Perspectiveには,将来的に三次元超音波検査まで装着型で可能にするにはデータ量も膨大になるので精密な構造が必要になることや,ユーザーにとってより簡便にするには人工知能も搭載して,観察したい臓器を狙ってビームを自動的に調整するといった仕組みが必要があった方が良いと述べられており,「ultrasound-on-a-chip」の開発が今後活発になっていくことが予想されている。BAUSのような装着型超音波検査が臨床現場で実用化すれば,ホルター心電図のように装着しておくだけでその場に検査技師がいなくても後で記録を解析することが可能になる。今後の疾患研究への応用が進んで,これがないと診断できないような病態が明らかになってくれば,そんなに遠くない将来に実用化される気がした。
•NEJM
1)A+AVD療法
ステージIII/IV期ホジキンリンパ腫に対するブレンツキシマブ ベドチンの全生存期間延長効果(Overall survival with brentuximab vedotin in stage III or IV Hodgkin’s lymphoma) |
ホジキンリンパ腫の抗癌薬治療は長らくABVD療法,すなわちdoxorubicin(=adriamycin),bleomycin,vinblastine,dacarbazineによる4剤併用化学療法がファーストライン化学療法として確立されていたが,比較的新しい抗癌薬であるブレンツキシマブ ベドチン(adcetris)とdoxorubicin,vinblastine,dacarbazineを組み合わせたA+AVD療法がファーストラインに勝る可能性が期待されて,未治療のステージIII/IV期ホジキンリンパ腫に対して,ECHELON-1と呼ばれる臨床治験が行われた。この第3相非盲検ランダム化比較試験では患者664名がA+AVD療法,670名がABVD療法に割り付けられた。
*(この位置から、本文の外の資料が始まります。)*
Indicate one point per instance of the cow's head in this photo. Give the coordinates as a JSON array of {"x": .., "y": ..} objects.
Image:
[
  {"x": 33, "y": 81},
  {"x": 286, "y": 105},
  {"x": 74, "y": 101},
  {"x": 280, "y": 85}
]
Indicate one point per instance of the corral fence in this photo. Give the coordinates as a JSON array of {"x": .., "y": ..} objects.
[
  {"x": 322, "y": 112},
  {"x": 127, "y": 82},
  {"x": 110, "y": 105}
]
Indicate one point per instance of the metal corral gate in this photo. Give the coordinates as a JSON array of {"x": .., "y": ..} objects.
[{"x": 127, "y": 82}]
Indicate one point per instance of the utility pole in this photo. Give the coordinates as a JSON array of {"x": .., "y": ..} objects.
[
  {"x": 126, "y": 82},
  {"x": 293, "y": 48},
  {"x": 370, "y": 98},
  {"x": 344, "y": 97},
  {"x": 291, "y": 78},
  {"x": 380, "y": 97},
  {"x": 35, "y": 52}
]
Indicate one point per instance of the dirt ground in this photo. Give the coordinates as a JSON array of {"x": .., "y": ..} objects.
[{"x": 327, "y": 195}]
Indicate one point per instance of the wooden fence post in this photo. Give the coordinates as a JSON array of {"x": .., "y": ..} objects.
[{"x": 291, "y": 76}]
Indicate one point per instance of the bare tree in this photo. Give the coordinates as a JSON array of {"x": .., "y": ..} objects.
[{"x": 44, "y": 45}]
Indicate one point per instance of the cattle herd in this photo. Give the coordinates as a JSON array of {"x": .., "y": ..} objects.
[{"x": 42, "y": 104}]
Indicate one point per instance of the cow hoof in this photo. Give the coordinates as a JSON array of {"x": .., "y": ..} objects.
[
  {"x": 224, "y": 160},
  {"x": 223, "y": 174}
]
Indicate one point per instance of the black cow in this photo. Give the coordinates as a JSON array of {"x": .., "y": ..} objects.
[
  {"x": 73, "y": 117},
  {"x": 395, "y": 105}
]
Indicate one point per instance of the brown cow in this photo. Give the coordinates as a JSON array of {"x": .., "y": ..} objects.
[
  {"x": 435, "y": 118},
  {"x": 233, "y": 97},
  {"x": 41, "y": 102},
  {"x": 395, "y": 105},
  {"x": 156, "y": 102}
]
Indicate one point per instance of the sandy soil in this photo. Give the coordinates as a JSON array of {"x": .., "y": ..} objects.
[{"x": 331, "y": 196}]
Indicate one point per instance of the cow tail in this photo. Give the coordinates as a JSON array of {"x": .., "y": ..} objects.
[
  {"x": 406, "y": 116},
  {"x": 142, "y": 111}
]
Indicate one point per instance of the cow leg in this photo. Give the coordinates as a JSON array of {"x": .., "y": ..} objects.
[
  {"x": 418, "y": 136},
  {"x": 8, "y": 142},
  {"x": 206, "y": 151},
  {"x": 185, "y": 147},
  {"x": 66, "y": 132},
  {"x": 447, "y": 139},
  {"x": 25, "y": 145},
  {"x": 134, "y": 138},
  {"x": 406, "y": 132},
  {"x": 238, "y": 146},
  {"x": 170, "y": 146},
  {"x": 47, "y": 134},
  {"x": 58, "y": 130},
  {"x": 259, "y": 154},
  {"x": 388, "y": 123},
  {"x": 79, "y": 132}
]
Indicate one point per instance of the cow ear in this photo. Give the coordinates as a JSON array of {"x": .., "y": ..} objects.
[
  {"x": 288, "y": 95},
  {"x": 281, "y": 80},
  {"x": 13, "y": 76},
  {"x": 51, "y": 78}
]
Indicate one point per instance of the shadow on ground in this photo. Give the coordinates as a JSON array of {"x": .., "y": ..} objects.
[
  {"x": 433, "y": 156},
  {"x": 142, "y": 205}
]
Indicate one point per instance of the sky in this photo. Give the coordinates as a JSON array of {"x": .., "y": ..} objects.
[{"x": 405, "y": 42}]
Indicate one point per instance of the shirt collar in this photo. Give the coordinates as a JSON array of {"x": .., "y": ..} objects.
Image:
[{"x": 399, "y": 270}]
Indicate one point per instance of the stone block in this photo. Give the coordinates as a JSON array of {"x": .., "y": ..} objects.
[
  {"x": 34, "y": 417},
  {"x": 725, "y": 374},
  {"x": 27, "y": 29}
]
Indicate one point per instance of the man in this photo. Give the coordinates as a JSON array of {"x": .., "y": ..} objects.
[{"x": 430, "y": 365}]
主要評価項目の無増悪生存期間については2018年1月の中間解析結果(
リンク)で2年間の無増悪生存期間についてすでに有意に改善することが報告されていたが,副次的評価項目である全生存期間延長までは有意差を示せていなかった。今回はフォローアップ観察期間が中間値で約6年間となり,全生存期間延長においてもA+AVD療法の死亡例が39例に対して,ABVD療法の死亡例が64例であり,解析結果からは有意に勝る結果(死亡率で4.5%の差で,ハザード比0.59,p=0.009)だったことを報告している(
Figure 1)。
無増悪生存期間については,進行もしくは死亡ハザード比が0.68(
Figure 2)と前回の中間解析の時の0.77とA+AVD療法が勝っている点は変わらなかった。
ブレンツキシマブ ベドチンは抗CD30抗体に微小管重合阻害薬を結合させた抗癌薬を結合させ,腫瘍細胞内にエンドサイトーシスによって取り込まれた後,抗癌薬効果が発揮される薬剤であり(
Wiki),2010年にPhase I試験がNEJM誌に発表された(
リンク)。A+AVD療法のABVD療法との違いはブレオマイシンが不要となっている点である。ブレオマイシンは呼吸器専門医ではよく知られているとおり間質性肺炎を引き起こしやすいことが問題となってきた抗癌薬であり,A+AVD療法では肺毒性は比較的少なかったことは薬効面だけでない安全面での利点としても挙げられる。実際にA+AVD療法もABVD療法も死亡例の大部分はホジキンリンパ腫の進行によるものだったが,治療期間中の死亡例について,A+AVD療法では9名のうち7名において好中球減少症が関係していたのに対して,ABVD療法では13名のうち11名は肺毒性が関係していた。ただし,A+AVD療法では発熱性好中球減少症だけでなく末梢神経障害がABVD療法を受けた患者群より多く報告された(18.9% vs.9.0%)ことも注意が必要となっている。